Smith School Administrators

G. Anandalingam, Senior Associate Dean

Professor G. "Anand" Anandalingam is the senior associate dean and Ralph J. Tyser Professor of Management Science. He was chair of the Department of Decision and Information Technologies from January 2004 to June 2007. Before joining Maryland, he was with the University of Pennsylvania for almost 15 years where he was the National Center Professor of Resource and Technology Management, and a professor of Operations and Information Management at the Wharton School. He was chair of the Department of Systems Engineering at the University of Pennsylvania from January 1997 to May 2001. He also directed the Executive Master's Program in Technology Management at Penn from 1990 to 1995. He has a B.A. in electrical sciences from Cambridge University, England, and an S.M. and Ph.D. in operations research (minor: economics) from Harvard University. He has received many awards for his research and teaching from Penn, Harvard, Cambridge, and Maryland. He is the 2006 recipient of the Krowe Award for teaching excellence at the Smith School of Business.

RESEARCH INTERESTS
Professor Anandalingam works in the area of pricing, economics, design, and strategic issues in electronic markets and telecommunications networks. He has published more than 75 papers, and has two edited volumes on telecommunications systems design and management. He has also co-written a business strategy book with Professor Hank Lucas entitled Beware the Winner's Curse (Oxford University Press) that provides a critical evaluation of the technology and dot.com boom of the 1990s. His research has been funded by industrial and government sponsors including the National Science Foundation, Advanced Research Projects Agency (ARPA), AT&T, Unisys, the Department of Energy, and Dell. Over the years, he has been the principal investigator for over $8 million in research funding.

INSTITUTION BUILDING
Professor Anandalingam has founded a number of centers of research excellence and has developed initial funding for these entities. At Penn, he founded the Ackoff Center on Advanced Systems Approaches (ACASA) in 2000 with seed funding of $1 million from industry sponsors. At the Smith School he was the founder of the Center on Electronic Markets and Enterprises (CEME) at the Smith School of Business, and was the co-director from 2001-2004. CEME received $2 million of funding from the National Science Foundation. He also helped found the Center on Health Information and Decision Systems (CHIDS), a successful center with revenues of around $275K per year. He has helped generate significant revenues by successfully developing and running programs at Penn and Maryland. In his tenure as director of Executive Masters in Technology Management at Penn, he helped revive a failing program and build it to $2 million in annual revenue. He was also responsible for helping to develop executive programs at Maryland through both academic partners in China, Tunisia and India, and also strategic industrial partners in the information systems and telecommunications areas. During the 2006-07 academic year, he led the effort at the Smith School to revamp and innovate the MBA curriculum.

PROFESSIONAL ACTIVITIES
Professor Anandalingam is an associate editor of Management Science and Operations Research, and has served on the editorial board of the Journal of Telecommunications Systems, and Networks and Spatial Economics. He has also guest edited a volume of Management Science on electronic markets. He is a senior member of both INFORMS (Institute for Operations Research and Management Science) and IEEE (Institute of Electrical and Electronic Engineers). He frequently serves on Conference Committees of international conferences in management science and telecommunications networks. He was the general chair of the INFORMS annual conference in 1999, and serves as the co-program chair of the INFORMS conference in 2008. He is the general chair of the Workshop on Information Systems Economics in 2007.
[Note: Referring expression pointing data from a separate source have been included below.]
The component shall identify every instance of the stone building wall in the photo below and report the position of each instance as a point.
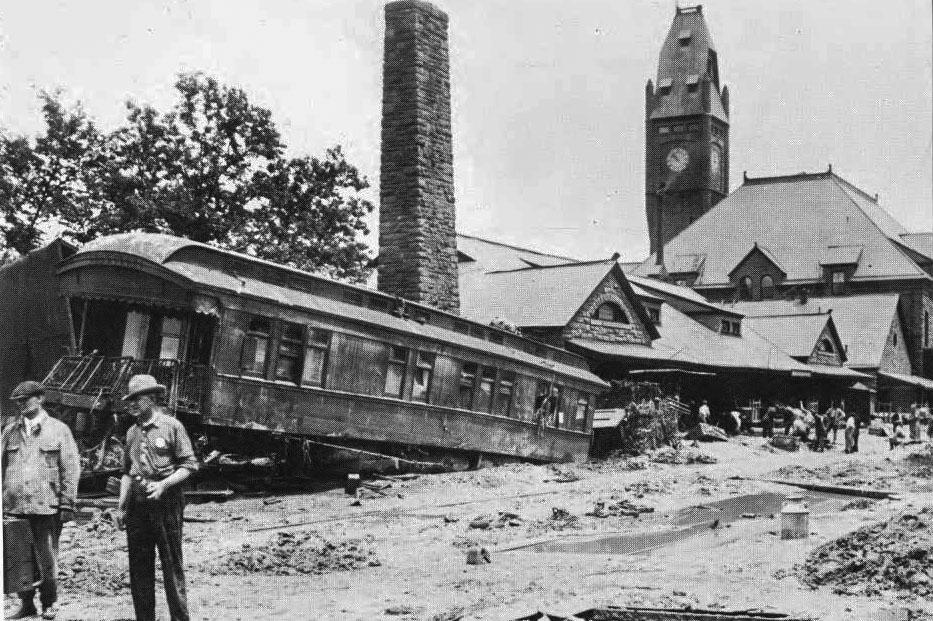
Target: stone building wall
(417, 238)
(584, 325)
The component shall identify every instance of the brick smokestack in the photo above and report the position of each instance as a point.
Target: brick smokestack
(417, 234)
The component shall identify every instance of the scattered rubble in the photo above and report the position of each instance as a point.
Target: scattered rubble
(893, 555)
(297, 553)
(668, 455)
(620, 508)
(97, 574)
(500, 520)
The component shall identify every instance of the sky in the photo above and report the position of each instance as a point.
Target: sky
(548, 95)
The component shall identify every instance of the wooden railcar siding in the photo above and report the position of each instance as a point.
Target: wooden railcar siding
(253, 404)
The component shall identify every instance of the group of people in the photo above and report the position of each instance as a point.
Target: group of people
(814, 428)
(910, 423)
(41, 467)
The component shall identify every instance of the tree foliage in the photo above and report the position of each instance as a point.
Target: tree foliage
(212, 169)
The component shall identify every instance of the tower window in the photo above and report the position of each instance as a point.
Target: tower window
(767, 287)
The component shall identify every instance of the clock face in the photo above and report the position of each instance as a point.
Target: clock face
(677, 159)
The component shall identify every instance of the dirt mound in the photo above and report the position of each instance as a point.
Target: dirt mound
(895, 555)
(95, 574)
(297, 553)
(668, 455)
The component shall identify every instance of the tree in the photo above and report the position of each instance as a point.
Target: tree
(212, 169)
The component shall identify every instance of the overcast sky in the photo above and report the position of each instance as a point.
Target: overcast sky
(548, 96)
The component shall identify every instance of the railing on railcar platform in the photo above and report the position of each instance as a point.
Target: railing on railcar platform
(100, 376)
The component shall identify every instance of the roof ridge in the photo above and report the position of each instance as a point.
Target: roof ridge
(513, 247)
(836, 178)
(548, 267)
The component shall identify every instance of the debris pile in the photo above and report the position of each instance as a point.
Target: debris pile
(96, 574)
(289, 554)
(619, 508)
(669, 455)
(895, 555)
(499, 520)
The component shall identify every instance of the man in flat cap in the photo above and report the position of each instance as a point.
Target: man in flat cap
(41, 467)
(158, 457)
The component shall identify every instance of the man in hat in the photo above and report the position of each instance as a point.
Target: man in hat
(41, 467)
(158, 457)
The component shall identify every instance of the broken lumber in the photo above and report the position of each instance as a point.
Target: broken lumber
(842, 490)
(707, 433)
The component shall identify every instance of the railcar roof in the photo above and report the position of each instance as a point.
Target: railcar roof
(214, 268)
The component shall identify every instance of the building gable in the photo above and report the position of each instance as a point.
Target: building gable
(828, 348)
(894, 356)
(629, 328)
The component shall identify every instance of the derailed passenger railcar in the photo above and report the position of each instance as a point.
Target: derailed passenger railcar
(244, 344)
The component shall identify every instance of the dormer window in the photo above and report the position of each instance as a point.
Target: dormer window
(767, 287)
(609, 311)
(732, 328)
(838, 282)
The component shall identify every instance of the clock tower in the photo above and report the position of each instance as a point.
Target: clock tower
(686, 131)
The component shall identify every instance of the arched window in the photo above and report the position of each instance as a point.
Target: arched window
(767, 287)
(608, 311)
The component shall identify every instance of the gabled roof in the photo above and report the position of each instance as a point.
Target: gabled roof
(758, 249)
(488, 256)
(682, 68)
(686, 341)
(652, 287)
(539, 296)
(797, 218)
(919, 242)
(862, 321)
(796, 335)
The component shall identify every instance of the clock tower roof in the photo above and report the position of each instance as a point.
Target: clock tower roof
(688, 67)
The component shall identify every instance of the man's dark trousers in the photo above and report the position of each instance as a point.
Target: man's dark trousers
(45, 532)
(152, 526)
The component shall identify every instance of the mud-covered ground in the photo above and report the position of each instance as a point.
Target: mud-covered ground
(560, 539)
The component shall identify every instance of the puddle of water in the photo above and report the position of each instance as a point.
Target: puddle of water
(685, 522)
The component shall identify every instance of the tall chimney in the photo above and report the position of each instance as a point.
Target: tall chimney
(417, 234)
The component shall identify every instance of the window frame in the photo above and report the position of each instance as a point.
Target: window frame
(424, 367)
(394, 363)
(296, 340)
(257, 336)
(320, 347)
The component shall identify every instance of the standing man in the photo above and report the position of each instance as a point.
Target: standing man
(158, 458)
(41, 467)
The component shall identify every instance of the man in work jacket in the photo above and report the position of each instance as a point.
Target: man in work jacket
(41, 467)
(158, 457)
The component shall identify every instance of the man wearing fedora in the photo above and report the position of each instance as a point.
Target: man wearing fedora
(158, 457)
(41, 466)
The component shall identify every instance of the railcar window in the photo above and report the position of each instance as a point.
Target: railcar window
(316, 354)
(288, 364)
(583, 404)
(484, 395)
(395, 372)
(467, 385)
(421, 386)
(504, 394)
(255, 347)
(171, 338)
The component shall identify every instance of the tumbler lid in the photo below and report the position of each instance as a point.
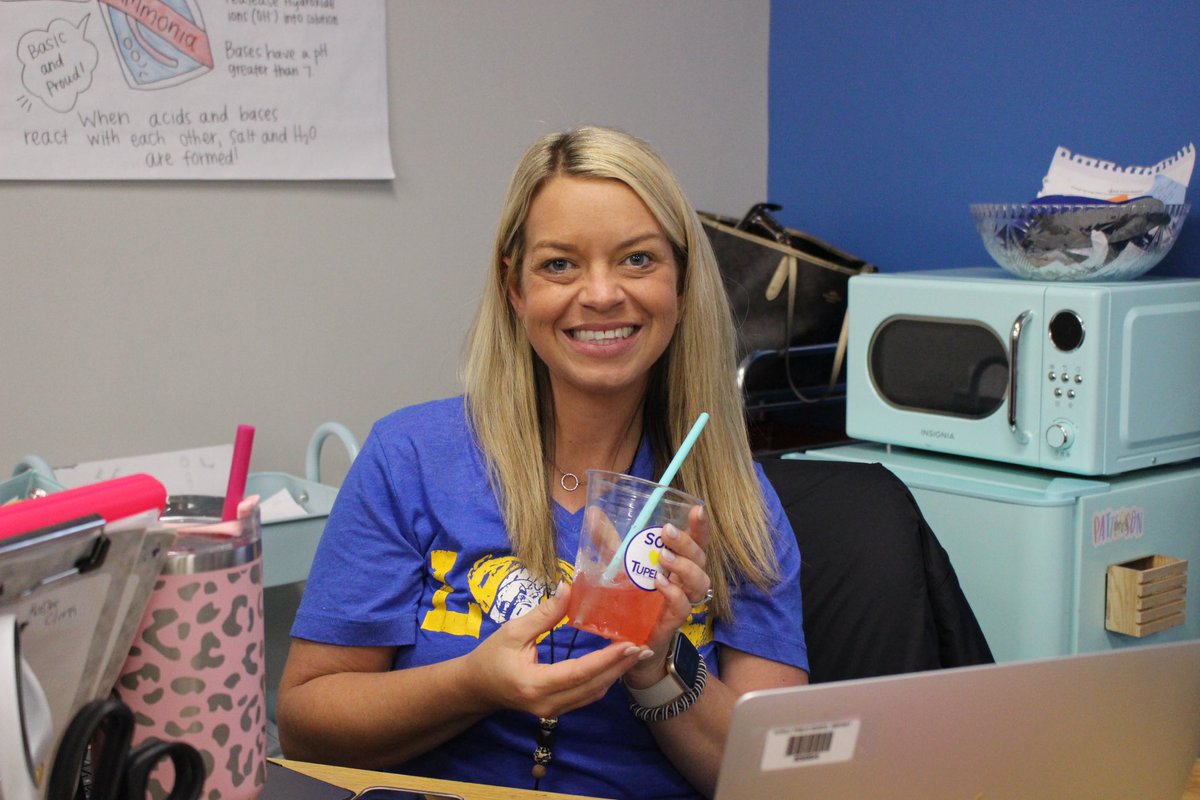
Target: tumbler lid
(203, 542)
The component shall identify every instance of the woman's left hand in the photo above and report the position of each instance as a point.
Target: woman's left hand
(684, 583)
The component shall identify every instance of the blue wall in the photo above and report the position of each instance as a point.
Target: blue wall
(888, 119)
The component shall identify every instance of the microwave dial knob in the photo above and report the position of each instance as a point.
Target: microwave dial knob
(1061, 434)
(1067, 331)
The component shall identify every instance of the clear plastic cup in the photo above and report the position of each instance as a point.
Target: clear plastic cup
(615, 594)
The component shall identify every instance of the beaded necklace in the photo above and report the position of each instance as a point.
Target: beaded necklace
(547, 726)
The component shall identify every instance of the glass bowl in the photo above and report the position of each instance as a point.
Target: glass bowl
(1107, 241)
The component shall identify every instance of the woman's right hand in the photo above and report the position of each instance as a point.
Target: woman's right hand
(511, 677)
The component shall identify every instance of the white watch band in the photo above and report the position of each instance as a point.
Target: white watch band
(667, 690)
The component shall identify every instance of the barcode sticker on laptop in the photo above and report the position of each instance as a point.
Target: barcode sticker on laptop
(819, 743)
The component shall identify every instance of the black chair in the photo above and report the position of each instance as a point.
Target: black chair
(880, 594)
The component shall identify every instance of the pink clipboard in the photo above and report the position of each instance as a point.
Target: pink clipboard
(113, 499)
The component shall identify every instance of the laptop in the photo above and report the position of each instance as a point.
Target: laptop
(1122, 723)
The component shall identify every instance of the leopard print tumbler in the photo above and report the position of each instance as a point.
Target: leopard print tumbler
(196, 669)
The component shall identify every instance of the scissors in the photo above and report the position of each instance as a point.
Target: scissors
(119, 771)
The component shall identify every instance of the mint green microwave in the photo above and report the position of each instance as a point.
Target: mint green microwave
(1081, 378)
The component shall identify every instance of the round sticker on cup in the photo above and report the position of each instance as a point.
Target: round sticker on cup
(642, 558)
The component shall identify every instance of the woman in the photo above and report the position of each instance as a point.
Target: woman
(431, 637)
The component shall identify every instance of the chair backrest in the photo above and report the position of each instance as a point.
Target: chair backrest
(880, 593)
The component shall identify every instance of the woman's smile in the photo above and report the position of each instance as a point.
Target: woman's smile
(598, 287)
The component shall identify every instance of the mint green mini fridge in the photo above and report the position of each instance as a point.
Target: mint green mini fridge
(1056, 564)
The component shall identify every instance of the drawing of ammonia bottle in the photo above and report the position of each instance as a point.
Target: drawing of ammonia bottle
(159, 42)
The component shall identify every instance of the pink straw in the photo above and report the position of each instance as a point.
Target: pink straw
(238, 471)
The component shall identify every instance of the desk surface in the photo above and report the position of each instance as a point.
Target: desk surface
(359, 780)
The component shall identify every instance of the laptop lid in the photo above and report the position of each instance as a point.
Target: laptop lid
(1121, 723)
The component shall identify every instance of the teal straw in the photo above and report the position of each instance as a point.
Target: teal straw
(648, 509)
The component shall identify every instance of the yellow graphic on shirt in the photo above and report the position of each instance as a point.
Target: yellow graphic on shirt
(499, 585)
(502, 588)
(441, 619)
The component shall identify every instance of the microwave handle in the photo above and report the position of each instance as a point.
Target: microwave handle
(1014, 347)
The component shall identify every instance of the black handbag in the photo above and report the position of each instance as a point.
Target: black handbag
(786, 288)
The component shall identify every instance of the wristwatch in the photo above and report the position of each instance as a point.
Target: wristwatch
(677, 690)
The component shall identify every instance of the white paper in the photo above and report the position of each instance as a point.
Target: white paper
(193, 89)
(199, 470)
(1079, 175)
(280, 507)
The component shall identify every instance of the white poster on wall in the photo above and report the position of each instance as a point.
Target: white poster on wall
(193, 89)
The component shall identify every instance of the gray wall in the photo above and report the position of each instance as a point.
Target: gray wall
(139, 317)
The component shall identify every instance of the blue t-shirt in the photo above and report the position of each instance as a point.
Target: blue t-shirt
(415, 557)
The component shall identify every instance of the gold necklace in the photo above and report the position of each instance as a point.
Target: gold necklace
(571, 482)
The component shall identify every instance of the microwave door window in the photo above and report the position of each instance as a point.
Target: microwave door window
(949, 367)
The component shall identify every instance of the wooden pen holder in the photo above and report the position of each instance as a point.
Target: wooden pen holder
(1146, 595)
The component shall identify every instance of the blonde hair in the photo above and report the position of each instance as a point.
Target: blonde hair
(507, 386)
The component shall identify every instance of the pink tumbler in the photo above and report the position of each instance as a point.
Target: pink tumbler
(196, 669)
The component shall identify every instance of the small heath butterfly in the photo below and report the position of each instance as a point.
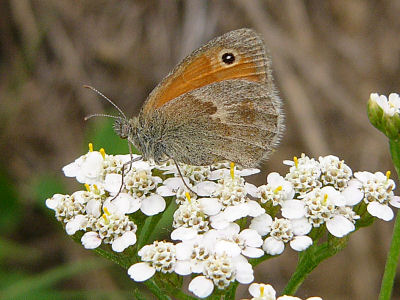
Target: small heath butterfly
(219, 103)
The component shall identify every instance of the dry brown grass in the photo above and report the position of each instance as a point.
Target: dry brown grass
(328, 56)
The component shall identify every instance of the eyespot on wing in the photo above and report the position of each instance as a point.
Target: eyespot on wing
(239, 54)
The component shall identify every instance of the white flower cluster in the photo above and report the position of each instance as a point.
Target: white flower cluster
(95, 211)
(211, 236)
(261, 291)
(390, 105)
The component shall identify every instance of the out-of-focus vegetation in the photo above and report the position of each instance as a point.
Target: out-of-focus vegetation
(328, 56)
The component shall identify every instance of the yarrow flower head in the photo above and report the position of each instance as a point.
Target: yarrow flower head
(219, 220)
(277, 190)
(383, 113)
(261, 291)
(304, 174)
(378, 193)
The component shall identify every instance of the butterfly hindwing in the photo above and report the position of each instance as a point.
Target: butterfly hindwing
(233, 120)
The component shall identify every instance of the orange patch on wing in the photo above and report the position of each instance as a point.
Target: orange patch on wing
(204, 70)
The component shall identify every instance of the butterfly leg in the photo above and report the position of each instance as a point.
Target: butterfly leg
(180, 174)
(123, 173)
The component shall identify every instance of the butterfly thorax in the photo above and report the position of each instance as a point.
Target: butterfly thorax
(145, 137)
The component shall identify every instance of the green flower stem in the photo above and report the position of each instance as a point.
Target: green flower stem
(394, 251)
(310, 259)
(156, 291)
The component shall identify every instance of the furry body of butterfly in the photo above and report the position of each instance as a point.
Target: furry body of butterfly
(219, 103)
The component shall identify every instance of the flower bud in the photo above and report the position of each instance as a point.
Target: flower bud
(384, 114)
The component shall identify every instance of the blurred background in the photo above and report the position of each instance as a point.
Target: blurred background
(328, 56)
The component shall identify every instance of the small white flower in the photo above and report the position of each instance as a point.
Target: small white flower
(389, 106)
(124, 241)
(334, 172)
(141, 271)
(159, 255)
(327, 205)
(378, 193)
(261, 291)
(262, 224)
(91, 240)
(282, 232)
(201, 286)
(235, 212)
(189, 214)
(87, 168)
(304, 174)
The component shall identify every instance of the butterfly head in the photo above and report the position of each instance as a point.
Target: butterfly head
(124, 127)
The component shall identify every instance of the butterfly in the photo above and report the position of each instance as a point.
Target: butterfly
(217, 104)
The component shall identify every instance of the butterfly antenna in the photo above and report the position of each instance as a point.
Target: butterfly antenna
(102, 95)
(101, 115)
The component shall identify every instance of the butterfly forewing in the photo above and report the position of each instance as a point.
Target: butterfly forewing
(235, 120)
(238, 54)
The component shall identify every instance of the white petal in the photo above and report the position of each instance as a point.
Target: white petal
(152, 205)
(182, 268)
(339, 226)
(301, 226)
(183, 233)
(254, 208)
(201, 286)
(183, 250)
(272, 246)
(252, 252)
(93, 207)
(72, 169)
(380, 211)
(244, 272)
(175, 183)
(274, 179)
(54, 201)
(91, 240)
(124, 241)
(395, 201)
(293, 209)
(352, 195)
(219, 221)
(210, 206)
(205, 188)
(251, 237)
(165, 191)
(229, 248)
(247, 172)
(127, 204)
(301, 243)
(233, 213)
(75, 224)
(262, 224)
(141, 271)
(218, 174)
(112, 183)
(268, 290)
(141, 165)
(288, 162)
(229, 231)
(252, 190)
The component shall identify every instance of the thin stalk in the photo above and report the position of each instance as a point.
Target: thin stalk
(394, 251)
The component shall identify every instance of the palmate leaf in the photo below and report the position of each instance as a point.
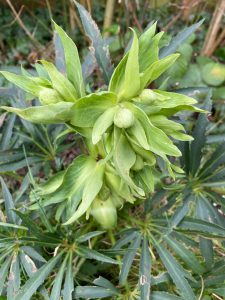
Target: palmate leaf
(100, 47)
(177, 273)
(199, 137)
(4, 272)
(186, 255)
(145, 270)
(93, 254)
(203, 228)
(7, 133)
(215, 160)
(56, 289)
(68, 284)
(30, 287)
(128, 259)
(93, 292)
(9, 205)
(14, 279)
(164, 296)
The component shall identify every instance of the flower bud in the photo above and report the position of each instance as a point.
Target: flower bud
(124, 118)
(49, 96)
(104, 212)
(139, 164)
(148, 96)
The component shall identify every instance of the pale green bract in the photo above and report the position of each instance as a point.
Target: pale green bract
(125, 128)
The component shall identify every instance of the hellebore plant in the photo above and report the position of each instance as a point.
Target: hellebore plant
(126, 128)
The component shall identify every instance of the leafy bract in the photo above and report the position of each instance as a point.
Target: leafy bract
(73, 66)
(47, 114)
(87, 110)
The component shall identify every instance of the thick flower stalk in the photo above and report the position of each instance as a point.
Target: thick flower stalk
(126, 128)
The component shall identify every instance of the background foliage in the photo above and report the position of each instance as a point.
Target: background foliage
(174, 242)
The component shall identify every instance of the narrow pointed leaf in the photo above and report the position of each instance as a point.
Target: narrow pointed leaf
(92, 254)
(128, 259)
(72, 60)
(145, 270)
(176, 272)
(100, 47)
(30, 287)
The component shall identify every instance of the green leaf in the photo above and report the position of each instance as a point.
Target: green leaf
(28, 264)
(30, 287)
(125, 239)
(102, 124)
(128, 259)
(68, 284)
(202, 228)
(9, 205)
(204, 212)
(156, 69)
(88, 236)
(88, 109)
(93, 292)
(149, 47)
(138, 134)
(13, 226)
(217, 158)
(91, 189)
(179, 39)
(7, 133)
(176, 272)
(47, 114)
(4, 272)
(60, 83)
(186, 255)
(101, 281)
(73, 181)
(93, 254)
(73, 66)
(164, 296)
(125, 81)
(32, 85)
(145, 270)
(131, 76)
(52, 184)
(33, 253)
(158, 141)
(199, 137)
(14, 279)
(101, 50)
(56, 289)
(124, 158)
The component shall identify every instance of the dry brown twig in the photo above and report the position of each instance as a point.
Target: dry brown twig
(22, 25)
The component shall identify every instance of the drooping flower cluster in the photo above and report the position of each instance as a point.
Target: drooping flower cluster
(125, 128)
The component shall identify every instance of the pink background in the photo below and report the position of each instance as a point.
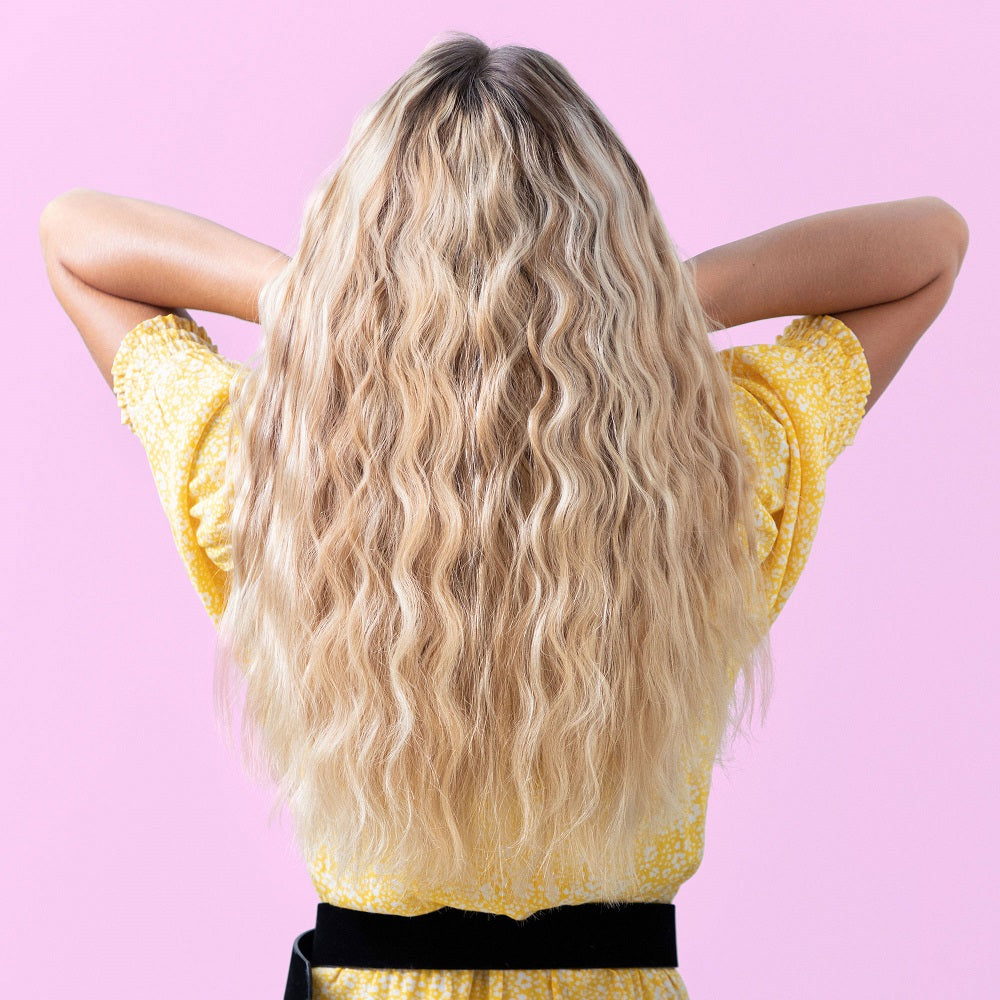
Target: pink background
(851, 849)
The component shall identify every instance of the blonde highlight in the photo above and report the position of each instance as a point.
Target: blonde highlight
(493, 596)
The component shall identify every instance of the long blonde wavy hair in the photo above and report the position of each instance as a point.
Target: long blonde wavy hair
(492, 590)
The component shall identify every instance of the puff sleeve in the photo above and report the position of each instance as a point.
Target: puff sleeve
(799, 403)
(172, 387)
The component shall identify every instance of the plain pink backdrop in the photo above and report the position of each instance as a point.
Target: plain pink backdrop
(851, 848)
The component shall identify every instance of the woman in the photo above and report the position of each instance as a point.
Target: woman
(492, 536)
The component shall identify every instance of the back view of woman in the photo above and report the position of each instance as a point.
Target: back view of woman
(493, 536)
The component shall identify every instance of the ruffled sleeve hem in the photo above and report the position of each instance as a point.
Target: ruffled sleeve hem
(146, 345)
(832, 348)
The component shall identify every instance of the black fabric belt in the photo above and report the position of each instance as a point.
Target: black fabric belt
(578, 936)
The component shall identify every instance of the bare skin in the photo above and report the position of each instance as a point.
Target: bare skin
(114, 262)
(886, 270)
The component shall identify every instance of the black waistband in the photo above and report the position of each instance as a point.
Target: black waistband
(579, 936)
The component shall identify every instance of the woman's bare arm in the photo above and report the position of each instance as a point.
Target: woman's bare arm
(115, 261)
(886, 270)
Professor Anandalingam has regularly consulted with both Fortune 1000 and start-up companies including Motorola, SBC Communications, KPMG, GE Capital, AT&T, Nokia, MCI, Baysoft, Amtrak, and the World Bank. Much of his consulting work has evolved from applied operations research to pricing and economic analysis including global strategy. He has been an expert witness on litigations involving global telecommunications companies. In the early 1980s, he started a resources consulting firm called IDEA Inc. with a number of colleagues, and in the late 1990s, a consulting firm called Network Ideas Inc. Both these companies were closed after short successful runs.